Dreaming lately is a lot more fractured, when I'm not dreaming about lab. There was none that was developed enough to catch interest except one where I was kidnapped (sort of, explaining the entire situation would take too long -- but I got a chance to be inside of a imaginary limo which, upon awakening was both fascinating and entertaining) and the world operated on an utopia / dystopia basis where there are massive carousel-like machines that regulate energy flow in the atmosphere (named after colors but, in my defense, we have quarks with weirder names) and World Peace was achieved because people can be divided into the types of colors and it's all massively creepy.
I don't think I dream when I'm drugged. I may need to start a spreadsheet column to keep track of this.
For my none-work browser I've switched from Chrome to Opera (Firefox is still my favorite by far) due to even more issues I've found with the design (sure the GUI is slicker but where are all the program options I'm used to seeing in Firefox and Opera? Google tells me I can't adjust them) and the apparent shortage of free add-ons (and do no other browser have the "start searching text while typing" option?) that I've come to depend on (like the fact auto-detect proxy just isn't enough and I need to be able to toggle on and off proxy).
Have successfully reached compromise about my return trip from airport, which will be via taxi. Have temporarily given up on Greek declensions to focus solely on the vocabulary, as a nod to the sudden and terrifying need to memorize the common phenotypes associated with the misregulation of every neurotransmitter known to the Purves neuroscience textbook, within the next month. (I don't know if you would count this as "life suddenly got exciting", given that "stress" is not quite the same in terms of connotation as "excitement", but there certainly won't be time to be bored.) My old laser pointer turned out to be too weak to use with the brightness of about half of the projectors in our buildings and so I got one of those green ones with the terrifyingly bright laser that feels like it can burn your retina if you stare at the projected dot too long.
Blogger needs friends-lock, come to think of it. It's one of the features I like about LJ. I am writing about the things I remembered as they come back to me but I can't shake off the feeling that I'm only hitting about 90% recovery.
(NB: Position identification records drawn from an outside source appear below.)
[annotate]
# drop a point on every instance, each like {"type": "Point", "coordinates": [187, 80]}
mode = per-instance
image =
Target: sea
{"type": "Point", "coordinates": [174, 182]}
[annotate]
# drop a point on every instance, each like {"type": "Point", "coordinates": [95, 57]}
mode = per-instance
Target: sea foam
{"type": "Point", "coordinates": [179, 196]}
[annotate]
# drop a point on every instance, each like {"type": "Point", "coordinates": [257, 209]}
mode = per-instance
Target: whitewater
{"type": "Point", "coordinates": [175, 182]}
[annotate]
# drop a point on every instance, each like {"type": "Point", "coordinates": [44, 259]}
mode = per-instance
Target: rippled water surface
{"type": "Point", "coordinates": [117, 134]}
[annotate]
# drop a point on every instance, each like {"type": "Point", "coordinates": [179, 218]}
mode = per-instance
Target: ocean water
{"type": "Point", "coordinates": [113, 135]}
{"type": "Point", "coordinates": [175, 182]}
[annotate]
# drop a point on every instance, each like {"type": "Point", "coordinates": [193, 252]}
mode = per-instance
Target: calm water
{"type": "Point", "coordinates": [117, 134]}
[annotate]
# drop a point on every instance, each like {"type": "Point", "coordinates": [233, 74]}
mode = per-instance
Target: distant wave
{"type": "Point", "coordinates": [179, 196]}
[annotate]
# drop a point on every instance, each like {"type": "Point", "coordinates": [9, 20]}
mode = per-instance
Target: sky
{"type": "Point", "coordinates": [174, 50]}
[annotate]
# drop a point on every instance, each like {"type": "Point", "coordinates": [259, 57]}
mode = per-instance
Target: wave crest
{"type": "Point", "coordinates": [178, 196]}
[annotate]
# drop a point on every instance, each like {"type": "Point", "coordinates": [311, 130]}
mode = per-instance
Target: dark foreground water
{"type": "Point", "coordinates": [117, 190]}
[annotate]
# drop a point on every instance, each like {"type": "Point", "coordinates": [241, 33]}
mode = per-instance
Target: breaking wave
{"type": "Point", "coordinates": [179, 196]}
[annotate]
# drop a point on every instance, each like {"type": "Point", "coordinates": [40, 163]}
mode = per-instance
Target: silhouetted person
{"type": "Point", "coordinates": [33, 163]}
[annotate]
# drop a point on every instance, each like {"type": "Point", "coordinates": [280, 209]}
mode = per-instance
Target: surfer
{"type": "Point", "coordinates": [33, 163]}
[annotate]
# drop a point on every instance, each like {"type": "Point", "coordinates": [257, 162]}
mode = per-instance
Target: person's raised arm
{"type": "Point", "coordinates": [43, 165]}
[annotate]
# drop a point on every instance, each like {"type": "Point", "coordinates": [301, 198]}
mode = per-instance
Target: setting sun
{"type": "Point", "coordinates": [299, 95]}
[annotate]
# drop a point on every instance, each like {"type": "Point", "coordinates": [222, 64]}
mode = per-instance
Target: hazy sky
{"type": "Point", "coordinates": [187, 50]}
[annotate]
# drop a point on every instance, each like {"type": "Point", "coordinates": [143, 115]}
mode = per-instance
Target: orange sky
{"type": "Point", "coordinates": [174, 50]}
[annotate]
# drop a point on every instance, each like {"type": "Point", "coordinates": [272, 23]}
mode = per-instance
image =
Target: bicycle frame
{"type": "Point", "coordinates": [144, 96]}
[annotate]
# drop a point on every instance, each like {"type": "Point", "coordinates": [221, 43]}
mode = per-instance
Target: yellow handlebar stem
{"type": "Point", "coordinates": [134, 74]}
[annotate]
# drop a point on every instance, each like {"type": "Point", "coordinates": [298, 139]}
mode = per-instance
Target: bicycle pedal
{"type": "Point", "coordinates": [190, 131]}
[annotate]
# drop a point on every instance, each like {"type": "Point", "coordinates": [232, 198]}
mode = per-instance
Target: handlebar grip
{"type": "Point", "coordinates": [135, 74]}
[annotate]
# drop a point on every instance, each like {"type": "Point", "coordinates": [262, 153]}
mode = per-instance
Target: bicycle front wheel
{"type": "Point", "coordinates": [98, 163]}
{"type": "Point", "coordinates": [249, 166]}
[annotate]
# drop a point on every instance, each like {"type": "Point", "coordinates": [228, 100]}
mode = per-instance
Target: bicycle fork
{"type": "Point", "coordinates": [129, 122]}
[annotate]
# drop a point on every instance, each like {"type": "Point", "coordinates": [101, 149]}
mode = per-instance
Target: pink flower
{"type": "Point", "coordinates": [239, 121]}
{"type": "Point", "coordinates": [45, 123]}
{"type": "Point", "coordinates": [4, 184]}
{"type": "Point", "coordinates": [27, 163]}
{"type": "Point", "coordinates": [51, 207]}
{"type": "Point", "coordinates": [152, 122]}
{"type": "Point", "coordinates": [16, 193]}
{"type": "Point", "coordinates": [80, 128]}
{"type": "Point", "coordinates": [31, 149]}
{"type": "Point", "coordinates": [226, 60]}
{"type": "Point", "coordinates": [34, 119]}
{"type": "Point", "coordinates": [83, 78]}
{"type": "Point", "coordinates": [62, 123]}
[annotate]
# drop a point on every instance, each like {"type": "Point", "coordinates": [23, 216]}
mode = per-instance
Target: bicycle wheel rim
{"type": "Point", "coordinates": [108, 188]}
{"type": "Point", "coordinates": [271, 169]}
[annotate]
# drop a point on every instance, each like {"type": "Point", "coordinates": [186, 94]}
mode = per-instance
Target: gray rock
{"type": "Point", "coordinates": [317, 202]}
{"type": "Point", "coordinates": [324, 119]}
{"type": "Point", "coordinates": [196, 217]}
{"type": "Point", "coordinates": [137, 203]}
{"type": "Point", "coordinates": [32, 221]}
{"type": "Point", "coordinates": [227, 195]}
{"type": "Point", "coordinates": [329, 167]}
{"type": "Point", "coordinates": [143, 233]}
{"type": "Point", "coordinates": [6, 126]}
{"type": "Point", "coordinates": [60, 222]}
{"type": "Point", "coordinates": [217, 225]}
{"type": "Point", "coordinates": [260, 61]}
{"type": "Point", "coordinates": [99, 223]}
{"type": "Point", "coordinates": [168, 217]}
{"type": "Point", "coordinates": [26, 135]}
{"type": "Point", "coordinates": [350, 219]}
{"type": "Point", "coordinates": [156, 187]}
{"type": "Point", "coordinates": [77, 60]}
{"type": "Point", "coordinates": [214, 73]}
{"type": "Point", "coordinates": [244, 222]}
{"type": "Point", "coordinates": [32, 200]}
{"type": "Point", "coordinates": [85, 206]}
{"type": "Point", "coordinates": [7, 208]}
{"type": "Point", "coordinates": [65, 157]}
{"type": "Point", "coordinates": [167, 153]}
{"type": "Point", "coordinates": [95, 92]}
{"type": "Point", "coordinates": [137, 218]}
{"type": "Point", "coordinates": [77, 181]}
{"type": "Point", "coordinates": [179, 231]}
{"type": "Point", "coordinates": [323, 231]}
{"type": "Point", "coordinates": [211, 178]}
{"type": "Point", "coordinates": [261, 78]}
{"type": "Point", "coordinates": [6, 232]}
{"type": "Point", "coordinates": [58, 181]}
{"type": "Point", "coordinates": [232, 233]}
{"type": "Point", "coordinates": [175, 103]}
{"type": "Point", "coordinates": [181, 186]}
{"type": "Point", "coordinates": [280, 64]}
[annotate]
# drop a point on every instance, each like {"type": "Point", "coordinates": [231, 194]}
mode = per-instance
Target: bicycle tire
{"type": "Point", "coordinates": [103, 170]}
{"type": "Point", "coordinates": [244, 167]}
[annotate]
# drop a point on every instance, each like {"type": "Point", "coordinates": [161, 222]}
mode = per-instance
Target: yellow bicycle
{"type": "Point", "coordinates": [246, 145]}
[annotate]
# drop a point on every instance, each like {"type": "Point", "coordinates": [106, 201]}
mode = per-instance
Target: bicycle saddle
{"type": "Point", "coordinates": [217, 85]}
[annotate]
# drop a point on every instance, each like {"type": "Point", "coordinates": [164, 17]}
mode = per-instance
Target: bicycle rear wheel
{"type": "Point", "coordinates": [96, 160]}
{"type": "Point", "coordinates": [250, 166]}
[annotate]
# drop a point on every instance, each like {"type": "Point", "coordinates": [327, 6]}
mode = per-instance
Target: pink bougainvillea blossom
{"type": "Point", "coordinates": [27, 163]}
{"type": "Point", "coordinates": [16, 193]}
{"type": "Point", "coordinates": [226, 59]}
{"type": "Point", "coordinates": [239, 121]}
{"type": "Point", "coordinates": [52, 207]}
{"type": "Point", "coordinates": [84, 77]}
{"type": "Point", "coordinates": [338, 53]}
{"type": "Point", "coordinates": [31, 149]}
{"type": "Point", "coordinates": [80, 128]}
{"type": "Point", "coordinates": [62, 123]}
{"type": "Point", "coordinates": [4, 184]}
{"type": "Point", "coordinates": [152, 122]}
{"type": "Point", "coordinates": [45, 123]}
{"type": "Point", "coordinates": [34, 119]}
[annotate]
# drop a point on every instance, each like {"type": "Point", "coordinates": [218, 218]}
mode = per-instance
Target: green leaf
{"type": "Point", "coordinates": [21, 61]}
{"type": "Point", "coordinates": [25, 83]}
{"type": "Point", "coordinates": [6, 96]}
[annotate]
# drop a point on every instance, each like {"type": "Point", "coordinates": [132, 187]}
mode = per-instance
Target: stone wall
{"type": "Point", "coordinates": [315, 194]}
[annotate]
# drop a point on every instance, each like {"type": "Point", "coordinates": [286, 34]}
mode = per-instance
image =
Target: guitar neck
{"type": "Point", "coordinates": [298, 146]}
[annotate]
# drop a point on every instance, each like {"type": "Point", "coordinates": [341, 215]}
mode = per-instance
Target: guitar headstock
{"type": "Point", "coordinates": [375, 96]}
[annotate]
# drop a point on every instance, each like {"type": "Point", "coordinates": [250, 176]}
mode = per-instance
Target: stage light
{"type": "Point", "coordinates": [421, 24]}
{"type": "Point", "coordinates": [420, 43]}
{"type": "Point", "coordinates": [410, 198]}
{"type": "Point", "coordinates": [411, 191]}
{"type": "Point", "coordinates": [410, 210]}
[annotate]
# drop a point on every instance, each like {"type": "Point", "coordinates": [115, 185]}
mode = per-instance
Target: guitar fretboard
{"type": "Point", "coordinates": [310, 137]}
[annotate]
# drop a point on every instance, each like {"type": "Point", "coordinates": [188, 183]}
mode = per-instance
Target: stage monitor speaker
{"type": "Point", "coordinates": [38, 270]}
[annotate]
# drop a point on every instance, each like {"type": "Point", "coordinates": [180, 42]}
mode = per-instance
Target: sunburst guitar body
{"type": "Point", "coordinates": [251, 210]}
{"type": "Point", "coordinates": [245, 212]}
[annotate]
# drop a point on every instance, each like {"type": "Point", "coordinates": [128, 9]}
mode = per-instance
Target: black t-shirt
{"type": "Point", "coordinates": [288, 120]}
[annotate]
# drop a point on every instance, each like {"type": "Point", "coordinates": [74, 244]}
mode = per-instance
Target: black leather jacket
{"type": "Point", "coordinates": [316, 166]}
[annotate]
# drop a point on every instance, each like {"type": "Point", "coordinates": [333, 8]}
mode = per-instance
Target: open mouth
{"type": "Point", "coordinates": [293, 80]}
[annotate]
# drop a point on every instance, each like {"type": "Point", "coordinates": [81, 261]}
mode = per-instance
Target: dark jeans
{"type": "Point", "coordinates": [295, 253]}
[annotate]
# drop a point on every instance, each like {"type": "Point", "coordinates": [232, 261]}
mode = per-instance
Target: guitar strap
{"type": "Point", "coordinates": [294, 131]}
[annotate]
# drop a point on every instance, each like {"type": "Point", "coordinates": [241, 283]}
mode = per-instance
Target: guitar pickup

Oh right: The PI wanted me to write my results up "modularly", meaning that each project of my dissertation gets written as a section that is potentially stand-alone and can be arranged with the other sections in any order as needed, as I go. I am agreeing because I like being able to dot the i's, cross the t's and mark something done. I maintain that it is satisfying for the soul. Well. And also because the nuances of phrasing for pinpoint accuracy in scientific literature is such that I prefer to do my permutations for the most exact way to report a result while all the results and procedures are fresh in my head. Doubtless the PI will forget why we settled on a certain way to phrase things by the time the manuscript is being drafted, but I will keep each draft of the revision for these as we go (he got me a 500G harddrive, afterall) so hopefully this will save some pain and frustration further down the line. In the meantime, I can report that it took me three hours to put together the data and methods sections for a "module" that is ...less than 1/8th of my dissertation. Data and methods sections are supposed to be the easiest to write (either discussion or conclusion the hardest, depending on whom you ask), so my future is looking a bit more daunting. However, I did also discover that when I'm not also trying to run experiments at the same time, writing is a lot less stressful. After the second cup of tea I can reach a state of zen where I alternate between typing like mad and shuffling through digital files for the exact number / name that I need which...okay, doesn't sound very zen-like, but it is definitely a state of mind that one can achieve, however meditative (or not) it may be.
Why do recipe for frosting that comes with the cake always give me nearly twice as much frosting as I need?